Si el fantasma de la Navidad pasada tomara posesión de la memoria de Dickens, nos regalaría otro cuento mágico con gente de verdad que aprende a querer el mundo.

Si todos leyeran “Un recuerdo navideño” de Truman Capote, llorarían entre castañas, galletas de jengibre y cascabeles.

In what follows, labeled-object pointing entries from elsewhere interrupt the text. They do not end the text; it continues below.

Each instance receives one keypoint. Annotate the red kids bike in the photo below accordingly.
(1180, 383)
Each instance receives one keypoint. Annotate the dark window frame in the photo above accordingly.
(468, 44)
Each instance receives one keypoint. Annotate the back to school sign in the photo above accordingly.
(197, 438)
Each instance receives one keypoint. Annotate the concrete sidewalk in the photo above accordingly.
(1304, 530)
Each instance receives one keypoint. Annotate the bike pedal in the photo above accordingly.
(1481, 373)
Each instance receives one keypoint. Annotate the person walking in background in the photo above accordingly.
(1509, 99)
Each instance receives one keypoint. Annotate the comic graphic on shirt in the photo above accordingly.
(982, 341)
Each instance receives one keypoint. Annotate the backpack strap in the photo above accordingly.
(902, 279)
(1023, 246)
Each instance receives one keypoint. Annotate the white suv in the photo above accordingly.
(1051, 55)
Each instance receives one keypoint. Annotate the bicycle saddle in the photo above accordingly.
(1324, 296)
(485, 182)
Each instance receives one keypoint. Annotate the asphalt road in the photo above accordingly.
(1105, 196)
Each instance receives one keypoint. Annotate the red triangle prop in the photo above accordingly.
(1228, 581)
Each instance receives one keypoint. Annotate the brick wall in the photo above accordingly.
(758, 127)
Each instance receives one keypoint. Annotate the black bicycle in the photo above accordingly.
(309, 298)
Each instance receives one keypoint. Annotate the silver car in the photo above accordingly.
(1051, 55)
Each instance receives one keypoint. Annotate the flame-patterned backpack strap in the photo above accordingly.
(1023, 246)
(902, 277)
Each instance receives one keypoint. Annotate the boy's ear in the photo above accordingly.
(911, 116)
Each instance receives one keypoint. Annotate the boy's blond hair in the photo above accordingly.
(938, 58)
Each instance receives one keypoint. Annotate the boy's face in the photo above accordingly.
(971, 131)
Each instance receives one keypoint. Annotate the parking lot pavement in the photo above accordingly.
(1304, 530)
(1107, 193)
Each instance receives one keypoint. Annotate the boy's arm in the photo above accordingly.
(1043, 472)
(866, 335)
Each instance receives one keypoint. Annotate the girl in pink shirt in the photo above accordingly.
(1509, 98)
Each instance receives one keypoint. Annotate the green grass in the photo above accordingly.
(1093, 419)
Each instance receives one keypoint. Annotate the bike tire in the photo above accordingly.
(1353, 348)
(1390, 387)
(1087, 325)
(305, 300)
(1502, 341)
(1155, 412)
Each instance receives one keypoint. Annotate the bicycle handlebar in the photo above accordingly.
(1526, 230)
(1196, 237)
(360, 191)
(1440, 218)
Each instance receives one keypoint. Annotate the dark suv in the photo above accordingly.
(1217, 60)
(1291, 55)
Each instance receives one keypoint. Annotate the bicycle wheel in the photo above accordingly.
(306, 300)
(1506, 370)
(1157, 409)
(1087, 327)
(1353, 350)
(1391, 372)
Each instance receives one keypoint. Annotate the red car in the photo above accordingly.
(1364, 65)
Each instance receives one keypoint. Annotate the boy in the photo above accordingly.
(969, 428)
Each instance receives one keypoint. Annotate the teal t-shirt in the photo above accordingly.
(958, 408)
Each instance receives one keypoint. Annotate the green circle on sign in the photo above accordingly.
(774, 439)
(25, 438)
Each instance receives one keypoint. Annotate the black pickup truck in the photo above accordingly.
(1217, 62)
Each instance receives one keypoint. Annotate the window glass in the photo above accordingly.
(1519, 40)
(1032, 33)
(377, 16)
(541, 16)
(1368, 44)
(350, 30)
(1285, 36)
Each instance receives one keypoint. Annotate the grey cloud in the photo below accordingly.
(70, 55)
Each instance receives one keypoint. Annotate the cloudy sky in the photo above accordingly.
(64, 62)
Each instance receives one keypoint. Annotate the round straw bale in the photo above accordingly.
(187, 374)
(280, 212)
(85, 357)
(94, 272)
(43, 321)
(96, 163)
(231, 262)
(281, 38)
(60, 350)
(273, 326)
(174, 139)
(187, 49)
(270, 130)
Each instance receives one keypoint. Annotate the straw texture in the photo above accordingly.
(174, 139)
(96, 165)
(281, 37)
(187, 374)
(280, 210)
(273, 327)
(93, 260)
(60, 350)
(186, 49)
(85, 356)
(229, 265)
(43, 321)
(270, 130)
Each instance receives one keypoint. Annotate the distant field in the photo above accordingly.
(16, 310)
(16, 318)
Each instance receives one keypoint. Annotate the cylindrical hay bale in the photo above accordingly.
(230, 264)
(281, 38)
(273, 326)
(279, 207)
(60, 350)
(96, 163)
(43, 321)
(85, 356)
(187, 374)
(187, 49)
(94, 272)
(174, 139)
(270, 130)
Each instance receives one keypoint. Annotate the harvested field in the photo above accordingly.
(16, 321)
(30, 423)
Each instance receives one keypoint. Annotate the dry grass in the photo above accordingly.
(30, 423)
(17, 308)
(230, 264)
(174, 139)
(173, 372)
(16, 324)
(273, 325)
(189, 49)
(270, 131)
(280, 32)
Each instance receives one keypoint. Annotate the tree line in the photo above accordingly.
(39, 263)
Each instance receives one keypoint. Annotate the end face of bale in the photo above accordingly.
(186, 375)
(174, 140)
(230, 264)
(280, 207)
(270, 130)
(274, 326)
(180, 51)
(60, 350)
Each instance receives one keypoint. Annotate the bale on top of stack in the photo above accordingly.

Si todos leyeran “Un recuerdo navideño” de Truman Capote, llorarían entre castañas, galletas de jengibre y cascabeles. La Navidad se hizo biblioteca un día, ya más cerca de la muerte que de todas aquellas remembranzas. Pero la siento como una nota musical al interior, no sé si una campana oculta hablando un idioma que finjo no entender. A veces me hablo de tú o de usted como a un amante querido. Me hablo, decía, para recordar sin el peso muerto de un personaje verde, un Grinch a la altura del odio tan de moda en las redes sociales, tan ponderado como las ovejas negras a quienes sí respeto. Lo del Grinch es el símbolo de la incapacidad de tramitar el amor que se demanda, que se cree merecer: la marquesina, el dinero fácil, las fotos en Instagram, la perfección imposible de una vida siniestra que persiguen todos, esa vida que en Navidad no les dije a mis padres que no deseaba tener. Ahora lo refrendo. La Navidad es abrazar a la perra de mi sobrino. Ir con mi madre a cortar guayabas, canela. Dejar que mi hermana hable sin cesar y se maquille como yo nunca lo haría. Ver a mis primos bebiendo y haciendo bromas. Reencontrarme con una amiga cómplice. Llamar a la gente que me acompaña en la amistad, aunque sea muy poca. Ponerme un abrigo y otro sombrero. Ir a comprar el pan, eso me toca. Buscar un buen nebbiolo, beberlo lentamente pensando en las palabras que vendrán, en los libros que sueño, en los que más quiero leer y en aquellos que deberé escribir. La Navidad es atreverme en el kareoke y cantar a todo pulmón con mis primas las letras de Gloria Trevi. Bailar “Yo no te pido la luna” mientras sonrío recordando a alguien. También somos los amores buenos, esos fantasmas de la Navidad presente, ángeles que regresan a tocarnos el aura y algo nos dicen al oído: “Vivan”.